File to DataFrame Loader

DataLoader module is used to load data files content into a dataframe using custom loader function. This loader function can be configured to use different processing methods, such as single-threaded, multiprocess, dask, or dask_thread, as determined by the MORPHEUS_FILE_DOWNLOAD_TYPE environment variable. When download_method starts with “dask,” a dask client is created to process the files, otherwise, a single thread or multiprocess is used.

After processing, the resulting dataframe is cached using a hash of the file paths.
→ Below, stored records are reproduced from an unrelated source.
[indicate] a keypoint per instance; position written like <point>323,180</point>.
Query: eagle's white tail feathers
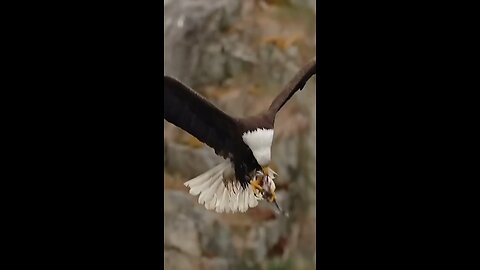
<point>215,195</point>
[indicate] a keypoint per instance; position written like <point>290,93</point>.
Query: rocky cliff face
<point>239,54</point>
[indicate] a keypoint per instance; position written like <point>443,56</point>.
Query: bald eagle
<point>245,177</point>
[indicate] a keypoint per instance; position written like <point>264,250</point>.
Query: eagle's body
<point>245,143</point>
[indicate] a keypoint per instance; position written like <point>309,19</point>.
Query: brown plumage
<point>245,142</point>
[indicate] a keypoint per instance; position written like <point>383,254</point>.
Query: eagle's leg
<point>256,185</point>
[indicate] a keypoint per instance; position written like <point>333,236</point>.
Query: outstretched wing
<point>295,84</point>
<point>189,111</point>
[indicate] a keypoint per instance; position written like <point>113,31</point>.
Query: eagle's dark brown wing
<point>295,84</point>
<point>189,111</point>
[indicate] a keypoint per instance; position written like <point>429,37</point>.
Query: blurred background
<point>239,54</point>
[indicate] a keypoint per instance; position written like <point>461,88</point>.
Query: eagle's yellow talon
<point>256,186</point>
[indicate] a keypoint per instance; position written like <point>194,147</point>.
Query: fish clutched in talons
<point>264,187</point>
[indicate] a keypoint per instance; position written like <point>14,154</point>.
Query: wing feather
<point>189,111</point>
<point>295,84</point>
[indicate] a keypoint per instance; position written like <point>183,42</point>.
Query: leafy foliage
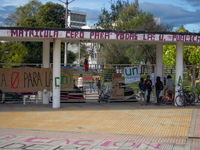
<point>128,16</point>
<point>34,14</point>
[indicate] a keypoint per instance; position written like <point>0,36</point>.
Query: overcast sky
<point>175,12</point>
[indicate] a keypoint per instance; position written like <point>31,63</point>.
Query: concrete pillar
<point>159,63</point>
<point>179,64</point>
<point>56,72</point>
<point>159,60</point>
<point>45,64</point>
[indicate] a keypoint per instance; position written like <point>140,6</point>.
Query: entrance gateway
<point>47,35</point>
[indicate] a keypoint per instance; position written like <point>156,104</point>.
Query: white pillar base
<point>56,72</point>
<point>159,63</point>
<point>179,65</point>
<point>46,57</point>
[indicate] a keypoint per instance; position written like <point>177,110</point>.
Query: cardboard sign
<point>116,85</point>
<point>87,76</point>
<point>26,79</point>
<point>116,77</point>
<point>33,79</point>
<point>116,93</point>
<point>66,80</point>
<point>131,74</point>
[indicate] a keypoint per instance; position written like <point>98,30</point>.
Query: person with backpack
<point>149,89</point>
<point>91,85</point>
<point>142,90</point>
<point>159,88</point>
<point>98,84</point>
<point>80,82</point>
<point>170,85</point>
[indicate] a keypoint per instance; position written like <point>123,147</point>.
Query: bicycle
<point>198,98</point>
<point>186,99</point>
<point>167,99</point>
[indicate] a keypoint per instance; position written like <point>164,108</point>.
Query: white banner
<point>131,74</point>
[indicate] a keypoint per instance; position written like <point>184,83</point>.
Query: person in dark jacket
<point>170,85</point>
<point>159,88</point>
<point>142,90</point>
<point>149,89</point>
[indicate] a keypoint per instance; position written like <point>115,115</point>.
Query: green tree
<point>22,13</point>
<point>128,16</point>
<point>34,14</point>
<point>191,54</point>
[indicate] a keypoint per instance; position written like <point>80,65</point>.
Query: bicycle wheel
<point>192,99</point>
<point>164,100</point>
<point>179,101</point>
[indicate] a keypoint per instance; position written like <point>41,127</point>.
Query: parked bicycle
<point>167,99</point>
<point>188,98</point>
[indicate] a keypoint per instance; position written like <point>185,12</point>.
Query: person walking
<point>98,84</point>
<point>80,82</point>
<point>170,85</point>
<point>142,90</point>
<point>149,89</point>
<point>159,88</point>
<point>91,85</point>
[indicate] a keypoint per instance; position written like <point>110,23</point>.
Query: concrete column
<point>159,63</point>
<point>159,60</point>
<point>45,64</point>
<point>56,72</point>
<point>179,63</point>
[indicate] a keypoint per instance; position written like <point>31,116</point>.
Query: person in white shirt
<point>80,82</point>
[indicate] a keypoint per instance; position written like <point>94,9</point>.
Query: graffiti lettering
<point>16,79</point>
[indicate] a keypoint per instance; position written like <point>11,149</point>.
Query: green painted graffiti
<point>131,72</point>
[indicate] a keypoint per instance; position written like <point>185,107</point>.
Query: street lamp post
<point>66,26</point>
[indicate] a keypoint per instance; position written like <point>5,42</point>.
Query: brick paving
<point>123,125</point>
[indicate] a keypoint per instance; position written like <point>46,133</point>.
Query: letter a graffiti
<point>180,82</point>
<point>62,80</point>
<point>129,73</point>
<point>134,71</point>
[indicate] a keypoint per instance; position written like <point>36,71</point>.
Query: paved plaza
<point>99,126</point>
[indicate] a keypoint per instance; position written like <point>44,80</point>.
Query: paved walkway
<point>116,125</point>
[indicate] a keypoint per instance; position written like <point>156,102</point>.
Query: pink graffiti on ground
<point>81,142</point>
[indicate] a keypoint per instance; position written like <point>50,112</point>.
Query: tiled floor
<point>111,118</point>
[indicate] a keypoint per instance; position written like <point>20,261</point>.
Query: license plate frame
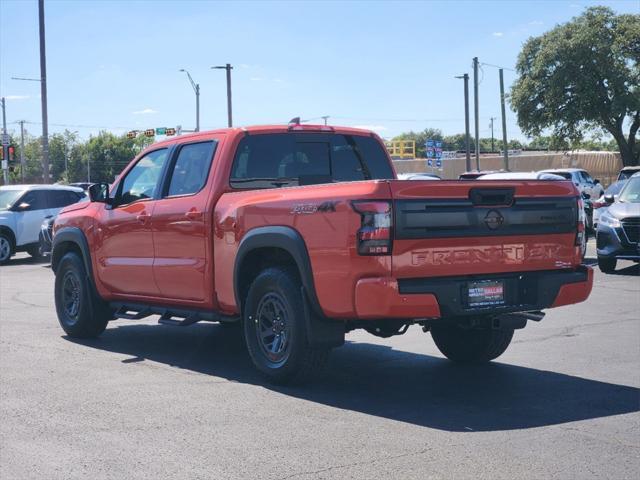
<point>485,293</point>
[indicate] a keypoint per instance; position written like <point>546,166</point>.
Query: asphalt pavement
<point>147,401</point>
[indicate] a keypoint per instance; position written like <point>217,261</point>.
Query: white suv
<point>23,208</point>
<point>581,179</point>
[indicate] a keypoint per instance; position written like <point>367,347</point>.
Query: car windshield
<point>566,175</point>
<point>625,174</point>
<point>614,188</point>
<point>8,197</point>
<point>631,191</point>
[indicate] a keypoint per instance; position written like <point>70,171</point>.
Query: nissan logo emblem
<point>493,220</point>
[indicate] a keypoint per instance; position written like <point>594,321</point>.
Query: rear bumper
<point>613,243</point>
<point>382,298</point>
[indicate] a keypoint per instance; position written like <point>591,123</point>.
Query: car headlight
<point>609,221</point>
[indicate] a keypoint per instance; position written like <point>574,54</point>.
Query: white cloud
<point>146,111</point>
<point>375,128</point>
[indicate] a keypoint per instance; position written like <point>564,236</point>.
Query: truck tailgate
<point>453,228</point>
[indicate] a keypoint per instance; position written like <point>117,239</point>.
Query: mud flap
<point>321,332</point>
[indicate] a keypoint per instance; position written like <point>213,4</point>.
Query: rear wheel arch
<point>272,246</point>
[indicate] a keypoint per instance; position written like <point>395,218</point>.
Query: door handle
<point>193,215</point>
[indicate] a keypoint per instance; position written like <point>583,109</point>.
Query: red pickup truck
<point>302,233</point>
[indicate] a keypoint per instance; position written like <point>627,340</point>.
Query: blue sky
<point>389,66</point>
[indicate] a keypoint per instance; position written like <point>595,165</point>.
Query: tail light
<point>374,235</point>
<point>581,223</point>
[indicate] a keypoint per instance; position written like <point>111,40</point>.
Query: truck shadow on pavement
<point>378,380</point>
This loader also has the ability to load file content from S3 buckets, in addition to loading data from the disk.

Example Loader Configuration

Using below configuration while loading DataLoader module, specifies that the DataLoader module should utilize the file_to_df loader when loading files into a dataframe.

Copy
Copied!

            
            {
	"loaders": [{
		"id": "file_to_df"
	}]
}

Note : Loaders can receive configuration from the load task via control message during runtime.
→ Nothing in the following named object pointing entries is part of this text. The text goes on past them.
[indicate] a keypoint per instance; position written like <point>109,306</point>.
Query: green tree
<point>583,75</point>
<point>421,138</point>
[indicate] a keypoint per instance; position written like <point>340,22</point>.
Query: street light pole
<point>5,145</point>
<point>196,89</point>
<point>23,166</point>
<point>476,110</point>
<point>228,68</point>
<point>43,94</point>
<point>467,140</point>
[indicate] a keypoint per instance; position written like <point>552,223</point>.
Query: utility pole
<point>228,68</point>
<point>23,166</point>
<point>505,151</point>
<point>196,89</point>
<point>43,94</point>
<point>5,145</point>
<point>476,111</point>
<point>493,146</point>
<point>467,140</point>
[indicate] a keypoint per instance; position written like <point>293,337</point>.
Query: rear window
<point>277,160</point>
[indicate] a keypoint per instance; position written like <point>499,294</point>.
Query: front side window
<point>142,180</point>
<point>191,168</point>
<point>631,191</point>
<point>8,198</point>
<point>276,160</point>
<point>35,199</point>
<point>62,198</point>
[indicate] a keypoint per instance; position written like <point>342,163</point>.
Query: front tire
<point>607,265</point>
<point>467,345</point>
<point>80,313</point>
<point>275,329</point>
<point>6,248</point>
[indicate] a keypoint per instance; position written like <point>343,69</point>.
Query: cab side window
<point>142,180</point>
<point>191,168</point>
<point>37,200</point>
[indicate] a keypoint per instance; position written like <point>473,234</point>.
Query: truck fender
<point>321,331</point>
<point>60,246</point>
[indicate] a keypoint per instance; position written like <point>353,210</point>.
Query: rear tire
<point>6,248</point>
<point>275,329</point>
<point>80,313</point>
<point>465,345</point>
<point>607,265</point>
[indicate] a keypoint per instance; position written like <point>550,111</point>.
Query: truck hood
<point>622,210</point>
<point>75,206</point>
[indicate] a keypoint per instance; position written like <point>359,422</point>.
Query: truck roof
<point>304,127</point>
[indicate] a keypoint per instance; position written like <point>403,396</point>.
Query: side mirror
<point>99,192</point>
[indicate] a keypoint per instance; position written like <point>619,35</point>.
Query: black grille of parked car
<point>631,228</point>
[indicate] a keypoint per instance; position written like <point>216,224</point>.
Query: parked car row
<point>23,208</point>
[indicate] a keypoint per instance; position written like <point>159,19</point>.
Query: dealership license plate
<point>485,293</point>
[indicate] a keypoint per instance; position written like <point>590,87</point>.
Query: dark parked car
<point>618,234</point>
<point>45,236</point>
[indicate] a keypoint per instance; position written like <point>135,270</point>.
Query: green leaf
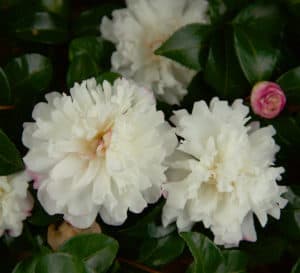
<point>293,7</point>
<point>5,92</point>
<point>186,45</point>
<point>235,261</point>
<point>107,76</point>
<point>6,4</point>
<point>60,263</point>
<point>98,253</point>
<point>156,231</point>
<point>296,268</point>
<point>287,132</point>
<point>10,159</point>
<point>58,7</point>
<point>26,266</point>
<point>96,47</point>
<point>223,9</point>
<point>89,20</point>
<point>257,56</point>
<point>263,251</point>
<point>39,217</point>
<point>141,228</point>
<point>82,68</point>
<point>293,195</point>
<point>217,10</point>
<point>290,83</point>
<point>30,72</point>
<point>41,27</point>
<point>156,252</point>
<point>207,256</point>
<point>222,71</point>
<point>263,18</point>
<point>290,223</point>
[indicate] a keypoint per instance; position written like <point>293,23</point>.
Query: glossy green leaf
<point>60,263</point>
<point>107,76</point>
<point>5,92</point>
<point>219,10</point>
<point>98,253</point>
<point>89,21</point>
<point>140,229</point>
<point>263,250</point>
<point>262,18</point>
<point>58,7</point>
<point>26,266</point>
<point>290,83</point>
<point>10,159</point>
<point>257,57</point>
<point>39,217</point>
<point>207,256</point>
<point>287,132</point>
<point>156,252</point>
<point>290,216</point>
<point>222,71</point>
<point>30,72</point>
<point>293,6</point>
<point>293,195</point>
<point>6,4</point>
<point>186,45</point>
<point>97,48</point>
<point>235,261</point>
<point>156,231</point>
<point>296,268</point>
<point>82,68</point>
<point>41,27</point>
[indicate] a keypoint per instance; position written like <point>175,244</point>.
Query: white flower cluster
<point>99,150</point>
<point>138,30</point>
<point>221,173</point>
<point>15,203</point>
<point>105,149</point>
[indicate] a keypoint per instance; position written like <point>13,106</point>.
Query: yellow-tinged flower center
<point>99,144</point>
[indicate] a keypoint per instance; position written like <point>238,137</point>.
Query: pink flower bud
<point>267,99</point>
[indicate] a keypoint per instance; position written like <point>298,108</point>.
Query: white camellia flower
<point>15,203</point>
<point>100,150</point>
<point>138,30</point>
<point>222,172</point>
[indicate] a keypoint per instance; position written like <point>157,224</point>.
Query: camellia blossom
<point>100,150</point>
<point>267,99</point>
<point>222,172</point>
<point>138,30</point>
<point>15,203</point>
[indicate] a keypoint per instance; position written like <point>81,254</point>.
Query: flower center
<point>273,103</point>
<point>99,144</point>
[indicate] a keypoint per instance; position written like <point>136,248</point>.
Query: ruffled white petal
<point>15,203</point>
<point>222,172</point>
<point>135,33</point>
<point>101,149</point>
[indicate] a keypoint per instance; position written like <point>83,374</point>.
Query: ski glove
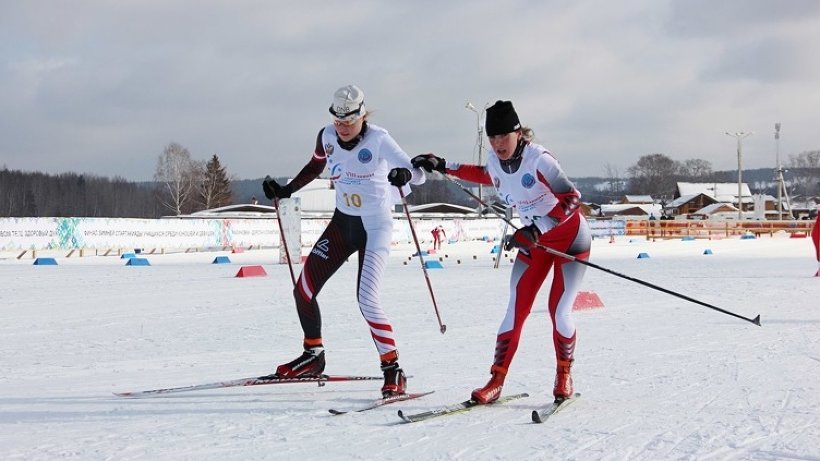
<point>274,190</point>
<point>523,238</point>
<point>399,176</point>
<point>429,163</point>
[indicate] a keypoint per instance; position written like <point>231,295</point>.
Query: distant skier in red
<point>815,237</point>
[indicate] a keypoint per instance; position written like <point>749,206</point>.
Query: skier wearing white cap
<point>366,166</point>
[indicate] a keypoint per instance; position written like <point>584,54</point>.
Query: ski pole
<point>508,214</point>
<point>442,326</point>
<point>755,320</point>
<point>284,240</point>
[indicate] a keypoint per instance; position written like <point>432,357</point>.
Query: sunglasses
<point>350,122</point>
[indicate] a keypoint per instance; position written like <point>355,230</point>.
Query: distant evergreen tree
<point>215,190</point>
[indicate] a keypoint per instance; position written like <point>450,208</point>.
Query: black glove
<point>274,190</point>
<point>399,176</point>
<point>429,163</point>
<point>523,238</point>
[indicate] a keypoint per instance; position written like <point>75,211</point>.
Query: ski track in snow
<point>661,378</point>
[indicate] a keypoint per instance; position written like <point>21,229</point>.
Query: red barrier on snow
<point>587,300</point>
<point>251,271</point>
Task Configurable Parameters

The parameters that can be configured for this specific loader at load task level:

Parameter	Type	Description	Example Value	Default Value
`batcher_config`	dictionary	Options for batching	See below	`[Required]`
`files`	array	List of files to load	[“/path/to/input/files”]	`[]`
`loader_id`	string	Unique identifier for the loader	“file_to_df”	`[Required]`

batcher_config

Key	Type	Description	Example Value	Default Value
`cache_dir`	string	Directory to cache the rolling window data	“/path/to/cache”	`-`
`file_type`	string	Type of the input file	“csv”	`"JSON"`
`filter_null`	boolean	Whether to filter out null values	true	`false`
`parser_kwargs`	dictionary	Keyword arguments to pass to the parser	{“delimiter”: “,”}	`-`
`schema`	dictionary	Schema of the input data	See Below	`-`
`timestamp_column_name`	string	Name of the timestamp column	“timestamp”	`-`

Example Load Task Configuration

Below JSON configuration specifies how to pass additional configuration to the loader through a control message task at runtime.

Copy
Copied!

            
            {
	"type": "load",
	"properties": {
		"loader_id": "file_to_df",
		"files": ["/path/to/input/files"],
		"batcher_config": {
			"timestamp_column_name": "timestamp_column_name",
			"schema": "string",
			"file_type": "JSON",
			"filter_null": false,
			"parser_kwargs": {
				"delimiter": ","
			},
			"cache_dir": "/path/to/cache"
		}
	}
}

Note : The file_batcher module currently generates tasks internally and assigns them to control messages, and then sends them to DataLoader module which uses file_to_df_loader. Having stated that, this loader configuration is obtained from the File Batcher module configuration.